Chez 33 (12 %) sportifs avec un trouble structurel chez 24 (9 %)(25). Ces résultats montrent que quel que soit leur niveau de pratique et de performance les athlètes, quel que soit leur niveau de performance, peuvent présenter des maladies cardiovasculaires silencieuses à risque de complications potentiellement graves lors de leur activité sportive.
Bilan cardiovasculaire de pré participation chez les sportifs avec handicap
• Classification des limitations cardiovasculaires Pour garantir l’intégrité d’une compétition équitable, la classification paralympique officielle est basée sur le type de déficience qui affecte la capacité des athlètes à pratiquer différents sports(26). Chez les sujets avec LME, quel que soit le niveau de la lésion l’adaptabilité de leur fonction cardiovasculaire et autonome à l’effort est plus altérée si celle-ci est complète qu’incomplète. Cette adaptabilité peut être bien évaluée par la différence de réponse de paramètres comme l’élévation de la fréquence cardiaque et/ou de la PAS entre repos et post-stress (redressements et/ou réponse cutanée) sympathique. Pour les sports pratiqués en fauteuil roulant, pour les sujets avec LME la classification devrait tenir compte de la réponse à ces stress qui ne sont pas systématiquement réalisés(6,26).

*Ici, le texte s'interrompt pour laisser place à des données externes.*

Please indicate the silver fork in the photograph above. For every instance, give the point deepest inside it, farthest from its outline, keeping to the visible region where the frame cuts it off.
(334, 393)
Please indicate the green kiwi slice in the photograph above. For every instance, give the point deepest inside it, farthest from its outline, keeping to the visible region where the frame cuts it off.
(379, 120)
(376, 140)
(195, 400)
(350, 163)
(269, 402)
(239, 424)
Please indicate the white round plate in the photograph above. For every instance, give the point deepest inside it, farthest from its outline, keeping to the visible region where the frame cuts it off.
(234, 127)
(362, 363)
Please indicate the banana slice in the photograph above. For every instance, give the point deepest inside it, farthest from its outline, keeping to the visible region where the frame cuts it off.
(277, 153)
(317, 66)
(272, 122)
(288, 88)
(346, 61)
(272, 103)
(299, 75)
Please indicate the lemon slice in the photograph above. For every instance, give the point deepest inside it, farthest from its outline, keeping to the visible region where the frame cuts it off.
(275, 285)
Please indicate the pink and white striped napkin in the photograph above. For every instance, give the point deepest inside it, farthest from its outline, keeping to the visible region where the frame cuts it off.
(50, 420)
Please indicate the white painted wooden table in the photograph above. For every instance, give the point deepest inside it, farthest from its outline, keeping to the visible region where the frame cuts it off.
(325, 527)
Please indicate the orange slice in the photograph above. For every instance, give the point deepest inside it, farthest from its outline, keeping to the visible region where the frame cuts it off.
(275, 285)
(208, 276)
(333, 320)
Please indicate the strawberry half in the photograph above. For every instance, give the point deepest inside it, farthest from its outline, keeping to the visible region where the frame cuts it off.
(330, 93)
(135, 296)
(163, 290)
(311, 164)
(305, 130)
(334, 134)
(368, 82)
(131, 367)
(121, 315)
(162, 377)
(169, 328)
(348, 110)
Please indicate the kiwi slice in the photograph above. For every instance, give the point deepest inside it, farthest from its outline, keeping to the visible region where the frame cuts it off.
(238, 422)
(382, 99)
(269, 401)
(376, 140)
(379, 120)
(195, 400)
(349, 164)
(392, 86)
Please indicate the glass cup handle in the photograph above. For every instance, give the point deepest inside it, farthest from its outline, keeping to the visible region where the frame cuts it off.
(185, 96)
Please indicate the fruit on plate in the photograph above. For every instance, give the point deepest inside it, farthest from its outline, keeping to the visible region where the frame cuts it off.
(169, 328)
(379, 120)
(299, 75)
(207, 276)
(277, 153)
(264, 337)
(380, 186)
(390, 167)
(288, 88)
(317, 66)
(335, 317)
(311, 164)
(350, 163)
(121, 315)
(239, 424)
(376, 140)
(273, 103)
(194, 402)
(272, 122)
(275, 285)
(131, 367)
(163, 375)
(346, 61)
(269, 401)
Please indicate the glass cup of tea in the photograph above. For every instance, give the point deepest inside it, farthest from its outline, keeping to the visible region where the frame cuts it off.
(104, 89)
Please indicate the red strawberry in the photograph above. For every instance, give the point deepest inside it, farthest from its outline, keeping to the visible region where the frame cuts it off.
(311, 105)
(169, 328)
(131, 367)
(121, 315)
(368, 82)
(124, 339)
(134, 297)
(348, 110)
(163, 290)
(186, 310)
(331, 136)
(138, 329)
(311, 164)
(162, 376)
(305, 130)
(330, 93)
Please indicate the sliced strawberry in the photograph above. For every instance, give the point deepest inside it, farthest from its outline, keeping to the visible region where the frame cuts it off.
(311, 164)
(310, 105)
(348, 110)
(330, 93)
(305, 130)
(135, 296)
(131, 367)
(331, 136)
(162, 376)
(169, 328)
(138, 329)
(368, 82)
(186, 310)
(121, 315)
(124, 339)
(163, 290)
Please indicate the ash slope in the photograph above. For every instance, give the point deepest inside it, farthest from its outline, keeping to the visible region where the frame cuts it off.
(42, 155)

- Bilan et suivi cardiovasculaire recommandés
Vu la fréquence rapportée des anomalies cardiovasculaires chez les athlètes paralympiques un bilan et d’un suivi médical paraît justifié(6,25). Un consensus d’expert vient de préciser le calendrier et le contenu des différents bilans organiques à réaliser en fonction du handicap (intellectuel, musculosquelettique, neurologique, sensoriel) du sportif concerné(27).
Pour le bilan cardiovasculaire en l’absence de guidelines spécifiques, l’application de celles proposées pour les sujets valides paraissent raisonnables d’autant plus que les adaptations rapportées sont similaires dans les deux populations. L’analyse de l’ECG devrait en particulier être plus fréquente(6). Pour les sujets ambulatoires sans LME le choix en fonction du handicap du test l’effort le mieux adapté pour les explorations cardiorespiratoires reste discuté. Pour les patients avec une LME, surtout haut située et/ou complète, un test fonctionnel du système nerveux autonome et l’évaluation des risques d’intolérance au froid et/ou au chaud méritent d’être ajoutés(6,26,27).